Biology 8 Lesson 41: Structure and function of the skin
1. Summary of theory
1.1. Structure of the skin
Skin is composed of:
- stratum corneum (1)
- Living Cell Layer (2)
+ The dermis:
- Consciousness (3)
- Sebaceous glands (4)
- Leg muscle contraction (5)
- Feathers and coats (6)
- Sweat glands (7)
- Nerves (8)
Subcutaneous fat layer:
- Fat layer (9)
- Blood vessels (10)
– In the dry season, we often see small white flakes that flake off like chalk on clothes → Because the outermost layer of cells turns horny and dies
– Our skin is always soft, when wet, it is waterproof → Because the connective tissue fibers are tight together and on the skin there are many sebaceous glands that secrete sebum
– We perceive hot and cold, hardness, softness of objects that we touch → Because the skin has many receptors
How does the skin react when it’s too hot or too cold? → In hot weather, blood capillaries under the skin dilate sweat glands, and in cold weather, blood capillaries under the skin contract, muscles contract and leg hairs contract.
What is the role of subcutaneous fat? → As a buffer against mechanical influence against heat loss in cold weather.
– What are the effects of hair and eyebrows? → Hair creates an air cushion to prevent ultraviolet rays, regulate temperature, eyebrows prevent sweat and water
1.2. Functions of the skin
- Body protection.
- Air conditioning.
- Energy storage.
- Creating human beauty.
2. Illustrated exercise
Lesson 1: What is the nature of feathers and nails?
A. A type of cell in the skin structure
B. Product of vesicles composed of living cell stratum
C. The receptors
D. An array of proliferative tissue
- Choose the answer: NO
- Explanation: Hair and nails are secreted by cells in the stratum corneum.
Lesson 2: What function is not performed by human skin?
B. Temperature regulation
D. Create beauty for the body
- Choose the answer: A
- Explanation: In human skin, there are no structures that perform respiratory functions like frog skin.
Lesson 3: What is the most important function of the skin?

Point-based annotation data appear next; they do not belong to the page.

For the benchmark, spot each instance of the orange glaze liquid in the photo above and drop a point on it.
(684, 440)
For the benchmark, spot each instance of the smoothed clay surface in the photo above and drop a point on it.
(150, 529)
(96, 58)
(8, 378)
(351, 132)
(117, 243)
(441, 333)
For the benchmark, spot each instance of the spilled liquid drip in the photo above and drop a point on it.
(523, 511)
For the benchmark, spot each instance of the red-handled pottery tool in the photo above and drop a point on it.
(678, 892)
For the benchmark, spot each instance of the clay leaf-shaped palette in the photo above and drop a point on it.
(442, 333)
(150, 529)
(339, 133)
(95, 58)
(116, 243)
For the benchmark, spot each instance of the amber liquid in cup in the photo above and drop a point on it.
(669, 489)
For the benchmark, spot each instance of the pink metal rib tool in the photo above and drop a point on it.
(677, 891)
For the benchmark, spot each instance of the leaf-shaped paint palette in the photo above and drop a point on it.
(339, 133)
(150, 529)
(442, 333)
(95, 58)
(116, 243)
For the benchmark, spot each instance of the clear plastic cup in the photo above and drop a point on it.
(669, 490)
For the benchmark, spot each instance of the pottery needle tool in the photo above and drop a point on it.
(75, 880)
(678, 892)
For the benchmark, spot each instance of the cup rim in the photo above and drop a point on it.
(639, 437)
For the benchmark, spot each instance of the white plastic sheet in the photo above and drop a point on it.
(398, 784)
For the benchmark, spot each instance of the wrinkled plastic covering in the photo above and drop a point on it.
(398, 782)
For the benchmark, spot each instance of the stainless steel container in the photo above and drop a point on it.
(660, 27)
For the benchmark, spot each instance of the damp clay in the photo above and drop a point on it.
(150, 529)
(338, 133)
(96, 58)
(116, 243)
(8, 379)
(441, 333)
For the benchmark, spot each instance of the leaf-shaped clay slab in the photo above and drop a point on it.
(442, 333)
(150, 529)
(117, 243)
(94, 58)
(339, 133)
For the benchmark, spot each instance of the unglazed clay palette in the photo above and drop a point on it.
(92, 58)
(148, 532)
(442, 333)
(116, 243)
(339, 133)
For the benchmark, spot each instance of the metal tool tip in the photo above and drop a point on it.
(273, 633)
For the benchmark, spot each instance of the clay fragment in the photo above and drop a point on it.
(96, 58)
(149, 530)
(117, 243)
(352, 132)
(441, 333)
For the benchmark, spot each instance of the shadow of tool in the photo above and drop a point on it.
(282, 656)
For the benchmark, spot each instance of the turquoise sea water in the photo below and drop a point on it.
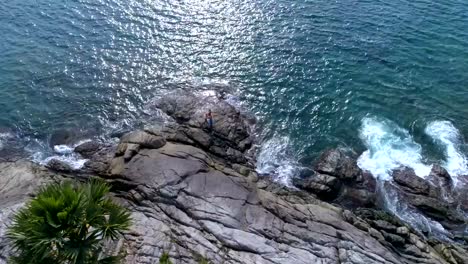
(390, 76)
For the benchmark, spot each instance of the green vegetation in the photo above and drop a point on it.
(68, 223)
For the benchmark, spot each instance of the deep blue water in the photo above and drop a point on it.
(312, 71)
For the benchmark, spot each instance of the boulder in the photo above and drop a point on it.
(63, 137)
(58, 165)
(323, 185)
(144, 139)
(441, 178)
(336, 162)
(410, 182)
(88, 148)
(189, 110)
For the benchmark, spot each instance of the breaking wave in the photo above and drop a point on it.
(389, 147)
(449, 138)
(276, 159)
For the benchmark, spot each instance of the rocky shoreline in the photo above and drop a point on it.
(194, 194)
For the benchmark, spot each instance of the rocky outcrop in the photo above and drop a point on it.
(428, 198)
(336, 177)
(194, 194)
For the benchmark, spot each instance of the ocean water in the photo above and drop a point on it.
(388, 79)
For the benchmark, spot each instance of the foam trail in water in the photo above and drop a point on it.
(389, 147)
(5, 137)
(446, 135)
(275, 159)
(40, 153)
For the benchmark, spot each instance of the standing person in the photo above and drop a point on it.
(209, 119)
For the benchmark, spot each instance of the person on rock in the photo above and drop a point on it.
(209, 119)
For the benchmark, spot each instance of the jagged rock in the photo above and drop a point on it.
(87, 149)
(130, 150)
(144, 139)
(437, 209)
(58, 165)
(384, 225)
(408, 180)
(323, 185)
(441, 178)
(187, 109)
(63, 137)
(403, 231)
(336, 163)
(395, 240)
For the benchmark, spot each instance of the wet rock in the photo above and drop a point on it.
(63, 137)
(323, 185)
(403, 231)
(395, 240)
(336, 162)
(144, 139)
(187, 109)
(87, 149)
(437, 209)
(441, 178)
(130, 151)
(58, 165)
(410, 182)
(384, 225)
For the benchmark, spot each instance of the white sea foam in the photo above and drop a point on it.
(276, 159)
(73, 160)
(41, 153)
(5, 137)
(446, 135)
(389, 147)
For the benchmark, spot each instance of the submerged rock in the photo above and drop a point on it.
(336, 162)
(58, 165)
(88, 148)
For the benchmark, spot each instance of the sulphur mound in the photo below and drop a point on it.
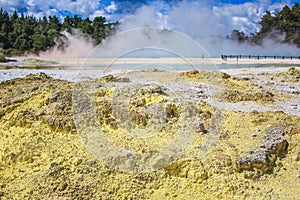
(42, 156)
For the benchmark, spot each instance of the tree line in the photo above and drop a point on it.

Why?
The skin has the functions of covering, protecting and contributing to the regulation of body temperature, is the sensory organ thanks to the tactile receptors (pressure, heat, cold, pain receptors), the excretory function thanks to the sweat glands. sweat and sebaceous glands.
Among the above functions, the function of protecting and regulating body temperature is the most important because the skin covers the entire body, no organs or parts can replace it. 90% of the heat released through the skin surface ensures a stable body temperature.
3.1. Essay exercises
Question 1: What is the structure of the skin? Should makeup by plucking eyebrows, using eyebrow pencil to shape? Why?
Verse 2: Describe the functions of the skin?
Question 3: What are the functions of the skin? What structural features of the skin help it perform these functions?
Verse 4: Which part of the skin is responsible for the protective and protective function of the skin?
3.2. Multiple choice exercises
Question 1: Which layer is the outermost, exposed layer in the structure of the skin?
B. The dermis
C. Lower fat layer
D. Vascular layer
Verse 2: What feature is not present in the stratum corneum of the skin?
A. Easy to peel
B. Dead cells
C. Contains pigment granules
D. Cells close together
Question 3: Pores can be retracted by the action of which part?
B. Sebaceous glands
C. Pore contraction muscle
D. Blood vessels
Verse 4: Which part does not appear in the structure of the skin?
B. Fat layer
D. Light receptor
Question 5: What is the role of subcutaneous fat?
A. Insulation class
B. A product of skin cells
C. The place where waste products from the upper layers of the skin cells are stored
D. Nourish the nerves
After completing this lesson, you should know the following requirements:
- Describe the structure of the skin.
- Analyze the relationship between structure and function.